Fig. 1Example of visual object tracking

The tracking algorithms can be categorized into appearance models and motion models. The appearance model calculates likelihood of an observed image patch belonging to the object and the motion model describes the states of an object using Kalman filter [1] or Particle filter [2]. In our method, a robust appearance model is proposed. Our appearance model considers features of the target templates and it helps to deal with illumination and texture change problem. In order to make an appearance model, we need to consider numerous factors including how objects were represented in earlier works.
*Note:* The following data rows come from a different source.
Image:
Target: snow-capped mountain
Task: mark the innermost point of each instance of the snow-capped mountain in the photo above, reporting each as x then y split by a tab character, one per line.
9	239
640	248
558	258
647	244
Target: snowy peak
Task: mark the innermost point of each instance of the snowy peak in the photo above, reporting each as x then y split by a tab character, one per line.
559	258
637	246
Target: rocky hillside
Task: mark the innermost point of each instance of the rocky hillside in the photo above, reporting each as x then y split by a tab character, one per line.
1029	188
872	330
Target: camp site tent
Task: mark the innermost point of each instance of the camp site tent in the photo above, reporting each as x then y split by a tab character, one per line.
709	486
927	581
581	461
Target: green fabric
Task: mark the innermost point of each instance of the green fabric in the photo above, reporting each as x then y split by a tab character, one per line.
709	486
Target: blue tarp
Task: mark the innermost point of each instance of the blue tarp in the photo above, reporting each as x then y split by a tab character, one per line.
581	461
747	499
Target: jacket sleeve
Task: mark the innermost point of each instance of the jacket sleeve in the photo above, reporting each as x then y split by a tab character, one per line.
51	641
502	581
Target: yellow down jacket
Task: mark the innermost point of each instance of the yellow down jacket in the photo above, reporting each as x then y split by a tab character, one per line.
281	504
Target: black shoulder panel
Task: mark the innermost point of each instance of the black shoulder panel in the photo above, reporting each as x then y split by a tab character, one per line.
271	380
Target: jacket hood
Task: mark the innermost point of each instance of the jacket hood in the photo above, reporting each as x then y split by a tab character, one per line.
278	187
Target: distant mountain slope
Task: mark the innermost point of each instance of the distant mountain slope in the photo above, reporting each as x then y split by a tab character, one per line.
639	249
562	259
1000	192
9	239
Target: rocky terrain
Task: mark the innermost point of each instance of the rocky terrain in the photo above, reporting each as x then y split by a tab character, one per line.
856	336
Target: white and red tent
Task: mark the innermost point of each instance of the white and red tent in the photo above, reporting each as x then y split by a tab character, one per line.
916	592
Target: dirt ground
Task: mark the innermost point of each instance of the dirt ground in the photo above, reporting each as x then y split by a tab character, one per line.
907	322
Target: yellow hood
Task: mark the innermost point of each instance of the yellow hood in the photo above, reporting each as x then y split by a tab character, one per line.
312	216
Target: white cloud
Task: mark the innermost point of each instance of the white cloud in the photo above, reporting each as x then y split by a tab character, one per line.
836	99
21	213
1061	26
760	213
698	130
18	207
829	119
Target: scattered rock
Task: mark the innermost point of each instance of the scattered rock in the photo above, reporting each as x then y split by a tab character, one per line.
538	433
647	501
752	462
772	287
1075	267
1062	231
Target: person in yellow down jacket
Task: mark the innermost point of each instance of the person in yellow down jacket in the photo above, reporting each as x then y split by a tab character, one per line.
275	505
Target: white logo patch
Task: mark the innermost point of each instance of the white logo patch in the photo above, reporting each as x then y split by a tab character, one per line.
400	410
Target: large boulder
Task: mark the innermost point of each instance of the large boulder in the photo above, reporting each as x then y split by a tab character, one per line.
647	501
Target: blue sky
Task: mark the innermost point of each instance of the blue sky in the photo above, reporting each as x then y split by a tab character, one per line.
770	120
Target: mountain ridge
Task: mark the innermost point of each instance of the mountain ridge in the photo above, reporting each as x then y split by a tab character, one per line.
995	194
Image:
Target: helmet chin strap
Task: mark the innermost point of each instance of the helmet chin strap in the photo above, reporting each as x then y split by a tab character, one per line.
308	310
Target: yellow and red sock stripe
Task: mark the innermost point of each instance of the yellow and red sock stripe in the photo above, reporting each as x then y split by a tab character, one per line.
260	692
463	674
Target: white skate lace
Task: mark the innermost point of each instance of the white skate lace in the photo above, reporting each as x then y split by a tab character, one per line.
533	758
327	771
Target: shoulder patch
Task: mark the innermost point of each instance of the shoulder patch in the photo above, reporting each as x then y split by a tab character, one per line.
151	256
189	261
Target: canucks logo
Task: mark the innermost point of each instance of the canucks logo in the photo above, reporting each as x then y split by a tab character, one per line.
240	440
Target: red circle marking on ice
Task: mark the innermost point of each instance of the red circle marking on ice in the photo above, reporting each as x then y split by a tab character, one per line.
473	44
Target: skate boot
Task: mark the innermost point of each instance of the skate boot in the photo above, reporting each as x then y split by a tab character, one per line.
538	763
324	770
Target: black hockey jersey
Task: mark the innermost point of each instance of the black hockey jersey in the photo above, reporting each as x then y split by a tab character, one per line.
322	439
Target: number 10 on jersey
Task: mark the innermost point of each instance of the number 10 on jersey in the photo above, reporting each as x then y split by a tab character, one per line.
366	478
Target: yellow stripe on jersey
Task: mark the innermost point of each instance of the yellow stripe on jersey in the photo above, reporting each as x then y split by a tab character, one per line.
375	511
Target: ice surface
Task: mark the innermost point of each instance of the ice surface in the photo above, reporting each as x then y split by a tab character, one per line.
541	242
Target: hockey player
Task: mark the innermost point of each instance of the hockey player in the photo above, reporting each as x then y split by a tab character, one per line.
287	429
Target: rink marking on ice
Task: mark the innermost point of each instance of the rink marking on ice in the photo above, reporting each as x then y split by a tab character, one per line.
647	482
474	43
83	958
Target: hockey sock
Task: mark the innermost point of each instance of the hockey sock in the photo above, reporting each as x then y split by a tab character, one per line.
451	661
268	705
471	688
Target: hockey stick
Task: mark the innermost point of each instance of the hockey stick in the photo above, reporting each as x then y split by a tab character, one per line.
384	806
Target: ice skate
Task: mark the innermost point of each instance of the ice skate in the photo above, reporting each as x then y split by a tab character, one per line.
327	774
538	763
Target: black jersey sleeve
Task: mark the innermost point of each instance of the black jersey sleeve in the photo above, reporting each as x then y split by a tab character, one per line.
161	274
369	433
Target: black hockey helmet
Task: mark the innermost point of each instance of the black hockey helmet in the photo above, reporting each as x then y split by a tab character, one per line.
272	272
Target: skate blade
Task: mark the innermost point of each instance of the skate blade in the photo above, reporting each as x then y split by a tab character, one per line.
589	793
The object representation scheme can be classified based on adopted features that are color [2], texture [3], intensity [4], Haar feature [5] and pixel based feature [6]. Instead of using intensity value and low-level features, the high-level features with sparse representation provide better object tracking results. The representation models can be described as a generative or discriminative model. In a generative model, the target object is represented in particular feature space and then a search is performed for the best matching scores [9]. In a discriminative model, the visual object tracking is treated as a binary classification problem to determine the boundary between foreground and background using classification algorithms [4], [6], [7]. A discriminative model performs better if the training data is big enough; if limited training data is available, in that case, the generative model achieves higher generalization. Several algorithms exploit both models that have been proposed [8], [10], [11]. In incremental subspace learning, the online classifier method includes a template update method [6], [7] and it has been demonstrated to be effective for object tracking.
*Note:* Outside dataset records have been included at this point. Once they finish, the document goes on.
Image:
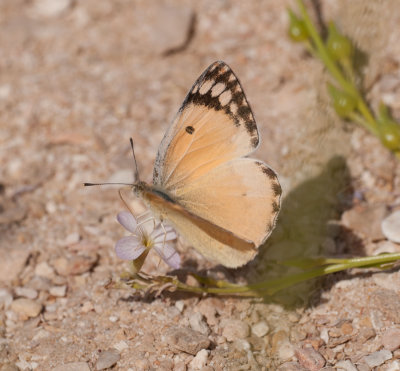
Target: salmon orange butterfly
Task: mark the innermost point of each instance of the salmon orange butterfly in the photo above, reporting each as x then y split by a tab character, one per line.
223	203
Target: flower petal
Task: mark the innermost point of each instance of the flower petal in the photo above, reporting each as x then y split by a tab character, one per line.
129	248
168	254
158	234
127	220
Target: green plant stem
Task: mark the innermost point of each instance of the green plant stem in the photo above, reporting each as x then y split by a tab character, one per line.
335	71
269	287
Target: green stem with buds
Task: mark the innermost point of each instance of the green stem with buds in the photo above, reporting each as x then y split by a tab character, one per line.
321	268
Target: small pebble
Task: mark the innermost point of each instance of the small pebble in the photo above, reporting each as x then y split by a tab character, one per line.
76	264
291	366
345	366
391	339
120	346
58	291
12	261
87	306
242	345
26	292
310	358
5	298
180	305
200	360
186	340
107	359
391	227
377	358
9	367
197	323
234	329
392	366
26	307
50	8
73	366
366	220
43	269
260	329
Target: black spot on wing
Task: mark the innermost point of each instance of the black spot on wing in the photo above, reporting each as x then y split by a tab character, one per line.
267	171
276	188
189	129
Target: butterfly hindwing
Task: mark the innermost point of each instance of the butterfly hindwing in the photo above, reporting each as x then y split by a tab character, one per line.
214	125
242	195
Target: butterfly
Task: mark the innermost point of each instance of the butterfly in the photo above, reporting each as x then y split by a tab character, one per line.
223	203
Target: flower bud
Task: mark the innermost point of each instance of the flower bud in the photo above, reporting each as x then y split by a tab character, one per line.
339	46
297	29
343	102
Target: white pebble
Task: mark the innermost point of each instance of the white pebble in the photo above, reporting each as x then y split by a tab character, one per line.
50	8
5	298
26	292
180	305
200	360
260	329
26	307
58	291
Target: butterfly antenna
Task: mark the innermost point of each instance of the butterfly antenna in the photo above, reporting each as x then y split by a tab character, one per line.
96	184
136	173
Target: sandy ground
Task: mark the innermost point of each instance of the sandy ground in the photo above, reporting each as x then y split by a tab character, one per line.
77	79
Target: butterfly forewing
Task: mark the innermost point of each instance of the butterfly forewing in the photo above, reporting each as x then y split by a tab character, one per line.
214	125
225	205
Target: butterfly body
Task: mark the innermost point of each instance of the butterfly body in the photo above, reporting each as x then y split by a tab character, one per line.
222	202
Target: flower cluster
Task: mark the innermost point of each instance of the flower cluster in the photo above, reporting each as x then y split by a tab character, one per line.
145	236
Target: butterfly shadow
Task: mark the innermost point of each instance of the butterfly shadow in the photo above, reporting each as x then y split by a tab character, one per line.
308	227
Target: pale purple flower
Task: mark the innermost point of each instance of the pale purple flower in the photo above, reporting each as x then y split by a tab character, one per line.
145	237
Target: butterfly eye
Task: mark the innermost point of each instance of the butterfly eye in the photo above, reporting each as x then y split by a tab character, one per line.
189	129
The straightforward update of appearance models gives slightly less performance due to update and learning state. However, in recent works, an appearance model is proposed, which uses grayscale-based trivial templates and it is still not perfect for appearance change. In this work, our aim is to develop a robust algorithm using a feature-based appearance model that addresses drastic texture change and illumination. The gray-scale information is not enough to represent the target object under various conditions. The gradual changes form ambiguity to the tracker to update proper templates.

The proposed method uses HOG and LBP algorithms. The most important properties of LBP are it is tolerance regarding monotonic illumination changes and its computational the edge and corner information which can be fed to classification task. The combine model is account for shape and appearance; in some cases of motion like blurring the edges are still preserved. In some case of partial occlusion or shape change, the texture information is similar. As compared to other feature descriptors, the HOG and LBP takes very less computation tiem and it is very effective to tracking.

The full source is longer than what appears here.